KECSKEMET, Hungary (AP) — Four men accused of involvement in the trafficking of 71 migrants found dead in a truck in Austria were brought before a Hungarian court on Saturday as prosecutors sought to keep them in custody.

The refrigerated truck with the dead migrants was found Thursday in the safety lane of the main Budapest-to-Vienna highway. The suspects, three Bulgarians and one Afghan, were detained in Hungary later that day.

The case is being heard in Kecskemet, in central Hungary, because the truck set off from the city before picking up the migrants near the country's southern border with Serbia, Gabor Schmidt, a spokesman for the Bacs-Kiskun county chief prosecution office, told reporters outside the courthouse.
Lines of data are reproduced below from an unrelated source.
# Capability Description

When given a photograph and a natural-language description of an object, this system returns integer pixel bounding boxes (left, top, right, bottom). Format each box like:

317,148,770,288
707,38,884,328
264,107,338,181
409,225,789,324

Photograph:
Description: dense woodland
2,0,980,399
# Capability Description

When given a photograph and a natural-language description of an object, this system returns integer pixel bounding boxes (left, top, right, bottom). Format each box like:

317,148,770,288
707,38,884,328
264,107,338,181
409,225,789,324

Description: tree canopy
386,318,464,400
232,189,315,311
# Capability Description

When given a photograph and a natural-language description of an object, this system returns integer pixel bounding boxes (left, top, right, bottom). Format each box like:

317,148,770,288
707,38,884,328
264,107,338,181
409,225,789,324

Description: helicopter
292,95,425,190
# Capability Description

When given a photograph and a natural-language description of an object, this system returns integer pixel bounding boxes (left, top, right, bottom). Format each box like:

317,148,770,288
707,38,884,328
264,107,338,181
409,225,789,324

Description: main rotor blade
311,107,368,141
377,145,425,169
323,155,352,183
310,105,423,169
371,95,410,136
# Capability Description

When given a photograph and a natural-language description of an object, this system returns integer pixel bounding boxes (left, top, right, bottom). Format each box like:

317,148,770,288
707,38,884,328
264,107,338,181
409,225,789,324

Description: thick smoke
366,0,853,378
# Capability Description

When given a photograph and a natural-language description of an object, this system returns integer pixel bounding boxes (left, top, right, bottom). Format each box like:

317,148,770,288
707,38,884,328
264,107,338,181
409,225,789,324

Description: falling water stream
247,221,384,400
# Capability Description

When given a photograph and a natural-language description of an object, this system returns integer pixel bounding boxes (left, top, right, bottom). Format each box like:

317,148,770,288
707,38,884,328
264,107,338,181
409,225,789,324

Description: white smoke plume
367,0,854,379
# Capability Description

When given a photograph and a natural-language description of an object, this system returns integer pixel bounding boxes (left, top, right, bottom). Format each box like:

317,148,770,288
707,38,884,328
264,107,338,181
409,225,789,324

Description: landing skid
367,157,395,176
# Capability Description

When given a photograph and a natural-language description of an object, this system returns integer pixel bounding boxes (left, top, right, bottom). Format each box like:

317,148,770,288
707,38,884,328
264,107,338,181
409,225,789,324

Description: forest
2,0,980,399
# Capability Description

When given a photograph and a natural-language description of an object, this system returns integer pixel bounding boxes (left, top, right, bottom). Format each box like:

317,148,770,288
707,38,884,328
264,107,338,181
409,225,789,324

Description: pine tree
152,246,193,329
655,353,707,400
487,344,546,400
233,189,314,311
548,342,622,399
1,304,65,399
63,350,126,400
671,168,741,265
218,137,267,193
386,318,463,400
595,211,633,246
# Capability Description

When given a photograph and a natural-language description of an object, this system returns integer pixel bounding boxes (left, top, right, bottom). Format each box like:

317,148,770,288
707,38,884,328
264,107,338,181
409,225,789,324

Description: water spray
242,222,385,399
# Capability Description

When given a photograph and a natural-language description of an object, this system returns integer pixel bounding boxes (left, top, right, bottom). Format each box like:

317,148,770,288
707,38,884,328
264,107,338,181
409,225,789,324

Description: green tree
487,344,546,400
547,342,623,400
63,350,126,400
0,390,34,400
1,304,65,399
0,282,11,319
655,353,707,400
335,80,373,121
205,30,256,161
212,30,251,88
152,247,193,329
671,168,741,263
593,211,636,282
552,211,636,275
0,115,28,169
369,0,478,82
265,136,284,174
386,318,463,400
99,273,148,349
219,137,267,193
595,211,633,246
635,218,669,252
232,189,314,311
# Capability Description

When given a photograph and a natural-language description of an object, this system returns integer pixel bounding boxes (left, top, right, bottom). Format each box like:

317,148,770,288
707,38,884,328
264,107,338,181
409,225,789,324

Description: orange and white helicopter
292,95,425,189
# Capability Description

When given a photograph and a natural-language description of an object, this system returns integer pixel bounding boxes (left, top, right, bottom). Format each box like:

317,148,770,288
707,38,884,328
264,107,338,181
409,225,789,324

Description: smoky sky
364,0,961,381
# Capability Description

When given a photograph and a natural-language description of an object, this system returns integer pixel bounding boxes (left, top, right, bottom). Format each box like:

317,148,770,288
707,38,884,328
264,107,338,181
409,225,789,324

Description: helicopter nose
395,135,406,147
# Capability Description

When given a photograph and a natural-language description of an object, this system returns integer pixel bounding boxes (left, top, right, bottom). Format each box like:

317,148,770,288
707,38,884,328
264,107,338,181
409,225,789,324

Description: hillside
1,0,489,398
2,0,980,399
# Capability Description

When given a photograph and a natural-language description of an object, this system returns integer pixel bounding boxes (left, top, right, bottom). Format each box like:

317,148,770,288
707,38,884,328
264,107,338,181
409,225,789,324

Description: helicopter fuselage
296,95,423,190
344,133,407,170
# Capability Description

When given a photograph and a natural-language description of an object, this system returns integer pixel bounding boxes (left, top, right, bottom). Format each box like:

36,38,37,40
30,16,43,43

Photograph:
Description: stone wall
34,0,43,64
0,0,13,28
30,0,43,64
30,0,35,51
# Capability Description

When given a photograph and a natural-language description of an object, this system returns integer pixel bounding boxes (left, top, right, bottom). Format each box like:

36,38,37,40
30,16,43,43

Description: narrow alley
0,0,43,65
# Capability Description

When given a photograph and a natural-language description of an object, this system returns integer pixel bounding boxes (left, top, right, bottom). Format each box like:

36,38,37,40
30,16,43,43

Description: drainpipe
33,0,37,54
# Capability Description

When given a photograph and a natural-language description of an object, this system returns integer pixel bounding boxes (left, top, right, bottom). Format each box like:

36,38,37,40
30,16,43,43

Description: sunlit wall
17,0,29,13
Schmidt said Hungarian authorities are investigating the suspects' involvement in the human trafficking aspects of the case, while their suspected connection to the deaths of the migrants is being investigated by Austrian authorities.

Prosecutors were asking the court in Kecskemet at a closed-door hearing to order the suspects' preliminary arrest on suspicion of qualified human smuggling, which carries a sentence of between two and 16 years in prison.

The initial detention period would be up to 30 days, which could be extended by a judge for up to one year, Schmidt said.

The four handcuffed men were taken into the court building through a side entrance.

No official information was released by authorities other than their nationalities.

It wasn't clear how long the bodies had been inside the truck, but police believe the migrants may already have been dead by the time the truck crossed into Austria overnight Wednesday. Austrian officials believe they suffocated.

Autopsies were being conducted, with results expected in several days.

Investigators found a Syrian travel document, indicating that at least some of the dead were refugees fleeing violence in Syria.

Hundreds of thousands of migrants have arrived in Europe this year.